The Indian citizens (not British citizens of Indian origin) include students, professionals, others and their family members who are resident in the UK for more than six months, and also those who have permanent residency but have chosen to retain Indian citizenship.
According to the Electoral Commission, people can register to vote if they are: aged 18 or over on polling day; are British citizens resident in the UK; or are Irish or qualifying Commonwealth citizens resident in the UK.
To contest UK elections, candidates must be: at least 18 years old; and British citizens or citizens of the Republic of Ireland or qualifying citizens of the Commonwealth. They are not required to be registered to vote, or to live in the parliamentary constituency in which they wish to stand.

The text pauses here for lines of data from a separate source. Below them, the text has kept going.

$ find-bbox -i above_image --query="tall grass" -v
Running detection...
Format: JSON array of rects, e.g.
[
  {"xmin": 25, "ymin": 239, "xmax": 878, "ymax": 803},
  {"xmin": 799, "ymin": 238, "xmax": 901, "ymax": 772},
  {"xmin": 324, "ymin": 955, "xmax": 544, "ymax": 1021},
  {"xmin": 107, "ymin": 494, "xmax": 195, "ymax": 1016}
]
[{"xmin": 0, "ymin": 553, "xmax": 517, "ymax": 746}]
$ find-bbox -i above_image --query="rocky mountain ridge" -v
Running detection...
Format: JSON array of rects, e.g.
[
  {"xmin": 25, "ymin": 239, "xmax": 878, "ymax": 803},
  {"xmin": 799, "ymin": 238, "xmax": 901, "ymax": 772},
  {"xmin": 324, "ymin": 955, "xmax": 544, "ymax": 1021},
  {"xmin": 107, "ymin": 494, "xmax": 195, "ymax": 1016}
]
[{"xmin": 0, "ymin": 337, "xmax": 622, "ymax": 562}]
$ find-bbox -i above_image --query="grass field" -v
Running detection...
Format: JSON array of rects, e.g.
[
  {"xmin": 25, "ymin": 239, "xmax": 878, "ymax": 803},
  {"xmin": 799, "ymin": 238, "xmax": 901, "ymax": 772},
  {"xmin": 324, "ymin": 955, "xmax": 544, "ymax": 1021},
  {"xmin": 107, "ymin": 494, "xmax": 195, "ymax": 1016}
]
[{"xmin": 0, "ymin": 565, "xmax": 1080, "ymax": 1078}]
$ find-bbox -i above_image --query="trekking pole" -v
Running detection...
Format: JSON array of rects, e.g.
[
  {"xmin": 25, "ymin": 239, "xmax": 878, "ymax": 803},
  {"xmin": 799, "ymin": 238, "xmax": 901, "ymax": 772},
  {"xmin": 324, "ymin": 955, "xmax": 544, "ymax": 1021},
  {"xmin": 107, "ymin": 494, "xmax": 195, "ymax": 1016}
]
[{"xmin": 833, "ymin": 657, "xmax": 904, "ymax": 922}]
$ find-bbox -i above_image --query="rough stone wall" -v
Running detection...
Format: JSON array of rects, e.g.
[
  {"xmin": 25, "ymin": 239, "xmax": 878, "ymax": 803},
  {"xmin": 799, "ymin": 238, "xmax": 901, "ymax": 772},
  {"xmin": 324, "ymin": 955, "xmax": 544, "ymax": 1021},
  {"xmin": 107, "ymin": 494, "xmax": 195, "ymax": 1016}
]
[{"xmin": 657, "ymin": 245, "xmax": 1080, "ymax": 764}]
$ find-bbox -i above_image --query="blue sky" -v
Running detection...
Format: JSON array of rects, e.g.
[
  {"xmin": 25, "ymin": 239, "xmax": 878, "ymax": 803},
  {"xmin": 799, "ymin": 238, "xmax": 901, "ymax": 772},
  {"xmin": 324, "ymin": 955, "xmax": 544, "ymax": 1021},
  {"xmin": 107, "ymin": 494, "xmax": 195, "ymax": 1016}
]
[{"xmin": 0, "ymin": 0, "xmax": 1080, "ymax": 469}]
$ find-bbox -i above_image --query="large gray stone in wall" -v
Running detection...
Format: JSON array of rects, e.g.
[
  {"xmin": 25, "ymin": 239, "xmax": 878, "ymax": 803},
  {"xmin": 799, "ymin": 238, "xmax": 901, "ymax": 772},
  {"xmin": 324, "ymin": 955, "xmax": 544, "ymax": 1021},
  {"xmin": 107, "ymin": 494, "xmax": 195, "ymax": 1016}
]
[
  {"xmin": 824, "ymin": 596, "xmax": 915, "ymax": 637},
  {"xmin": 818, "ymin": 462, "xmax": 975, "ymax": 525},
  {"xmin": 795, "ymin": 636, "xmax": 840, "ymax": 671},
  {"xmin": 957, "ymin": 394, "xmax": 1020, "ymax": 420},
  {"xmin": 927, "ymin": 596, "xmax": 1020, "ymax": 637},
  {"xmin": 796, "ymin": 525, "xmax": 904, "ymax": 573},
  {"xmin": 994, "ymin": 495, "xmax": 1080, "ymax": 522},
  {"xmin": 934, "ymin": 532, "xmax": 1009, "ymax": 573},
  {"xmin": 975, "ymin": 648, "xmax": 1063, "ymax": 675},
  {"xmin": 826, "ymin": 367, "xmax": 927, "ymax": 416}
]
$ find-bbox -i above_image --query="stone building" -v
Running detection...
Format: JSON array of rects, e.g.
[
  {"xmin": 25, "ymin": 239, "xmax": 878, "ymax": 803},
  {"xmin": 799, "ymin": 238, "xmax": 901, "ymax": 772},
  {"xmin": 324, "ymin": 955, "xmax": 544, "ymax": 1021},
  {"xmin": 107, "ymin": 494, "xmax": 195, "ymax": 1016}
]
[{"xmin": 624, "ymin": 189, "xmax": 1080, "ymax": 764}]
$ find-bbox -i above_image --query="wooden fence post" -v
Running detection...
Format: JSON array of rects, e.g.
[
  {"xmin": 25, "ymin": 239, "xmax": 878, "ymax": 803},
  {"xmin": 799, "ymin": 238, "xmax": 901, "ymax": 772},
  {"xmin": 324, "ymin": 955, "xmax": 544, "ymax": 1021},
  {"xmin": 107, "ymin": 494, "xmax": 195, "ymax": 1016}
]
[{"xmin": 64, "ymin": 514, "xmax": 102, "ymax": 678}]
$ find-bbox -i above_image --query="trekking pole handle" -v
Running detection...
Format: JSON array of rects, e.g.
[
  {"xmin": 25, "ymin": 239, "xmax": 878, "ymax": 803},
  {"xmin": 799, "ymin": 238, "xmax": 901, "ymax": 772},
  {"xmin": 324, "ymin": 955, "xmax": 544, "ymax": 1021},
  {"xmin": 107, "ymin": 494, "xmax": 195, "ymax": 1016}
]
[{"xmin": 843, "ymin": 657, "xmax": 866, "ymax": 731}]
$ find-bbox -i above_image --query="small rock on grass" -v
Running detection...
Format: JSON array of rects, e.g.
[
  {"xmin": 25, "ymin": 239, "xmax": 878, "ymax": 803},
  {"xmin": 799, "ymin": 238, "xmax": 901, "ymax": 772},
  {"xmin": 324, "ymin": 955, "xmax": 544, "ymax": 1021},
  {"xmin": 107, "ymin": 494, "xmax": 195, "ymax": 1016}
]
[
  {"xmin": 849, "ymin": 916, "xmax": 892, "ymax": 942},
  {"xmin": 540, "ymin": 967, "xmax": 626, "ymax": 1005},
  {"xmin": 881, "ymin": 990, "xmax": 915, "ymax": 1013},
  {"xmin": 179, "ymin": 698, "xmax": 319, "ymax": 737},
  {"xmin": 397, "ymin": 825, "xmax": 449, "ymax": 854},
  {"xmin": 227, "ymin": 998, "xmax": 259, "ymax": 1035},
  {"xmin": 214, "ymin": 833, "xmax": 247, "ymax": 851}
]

A leading migration campaign group has demanded that voting rights for Indian and Commonwealth citizens be revoked since they do not give the same rights to British citizens in those countries.
According to Migration Watch UK, there could be as many as one million migrants from the Commonwealth who have the right to vote in UK parliamentary elections, which could influence the outcome in closely contested constituencies.
“Voting rights for the whole Commonwealth are an anachronism from the days of the British empire and should be brought to an end except for citizens from those few Commonwealth countries which grant British citizens reciprocal voting rights”, it says.
“British citizens who move to Canada and Australia would not be allowed to exercise a right to vote until they became citizens of those countries. Nor can they vote in India, Pakistan and Nigeria, the three most populous members of the Commonwealth”, it adds.
In 2007, former Prime Minister Gordon Brown commissioned barrister Peter Goldsmith to review British citizenship laws that included voting rights. It concluded that the laws were the result of changes introduced to deal with members of the former empire gaining independence after the Second World War.
Goldsmith noted that clarity was lacking in laws and proposed phasing out the right of Indian and Commonwealth citizens to vote in UK elections: “I do proposed that the government gives consideration to making a clear connection between citizenship and the right to vote by limiting in principle the right to vote in Westminster elections to UK citizens”.
“This would recognise that the right to vote is one of the hallmarks of the political status of citizens; it is not a means of expressing closeness between countries”.
The government did not formally respond to the Goldsmith report, but stated that it had “carefully studied” it.